Gioacchino Rossinis „La Cenerentola“ wird an der Grazer Oper von Regisseurin Ilaria Lanzino und einem spielfreudigen Ensemble ordentlich gegen den Strich gebürstet. Im Graben lässt Marius Burkert die Musiker glänzen, ein bisschen mehr Tempo hätte aber nicht geschadet.
Mit „La Cenerentola“ hat Rossini eine seiner besten Opern in einem Rekordtempo von weniger als einem Monat geschrieben. Basierend auf der „Aschenputtel“-Geschichte zeichnete er darin bereits 1817 eine durchaus selbstbewusste Frau, die von ihrem Zukünftigen Respekt und nicht Romantik verlangt.
Märchen in einem neuen, grellen Kleid
Für Regisseurin Ilaria Lanzino eine Steilvorlage, um das Märchen mit den gerade so aktuellen Forderungen nach mehr Diversität und Genderfluidität aufzuladen.
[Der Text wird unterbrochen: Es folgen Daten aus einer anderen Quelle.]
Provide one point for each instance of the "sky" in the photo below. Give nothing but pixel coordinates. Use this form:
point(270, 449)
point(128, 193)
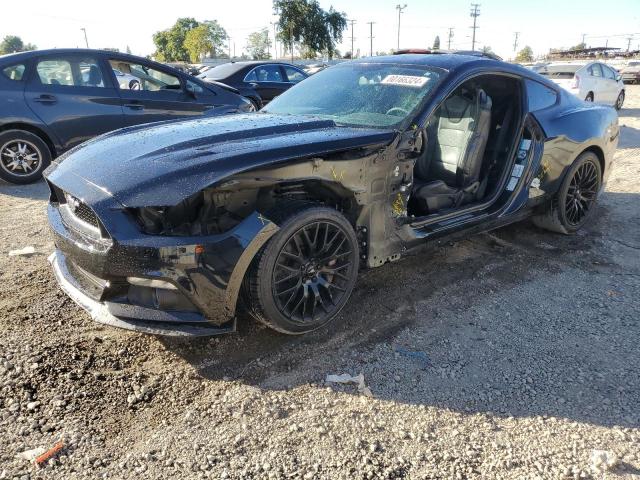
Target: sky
point(542, 24)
In der knallbunten Märchenwelt (Dorota Karolczak hat sich bei der Ausstattung nicht gerade zurückgehalten) trifft hier also ein trotziges Rockermädchen auf ihren Traumprinzen im Kleid.
Dass die Gesellschaft – sie besteht vorwiegend aus Disney-Prinzessinnen und potenten Märchenprinzen im Wolfsfell – damit nicht zurechtkommt, wundert nicht. Und das märchenhafte Happy End ist ganz sicher nicht von Dauer.
Ein Zuviel des Guten
Optisch ist diese knallbunte Märchenwelt die ersten zehn Minuten sehr unterhaltsam, schnell stellt sich aber ein Sättigungsgefühl ein. Vor allem, weil durchaus spannende Themen wie jugendliche Revolution, Außenseitertum und gesellschaftliche Ächtung in diesem grellen Ambiente verloren gehen.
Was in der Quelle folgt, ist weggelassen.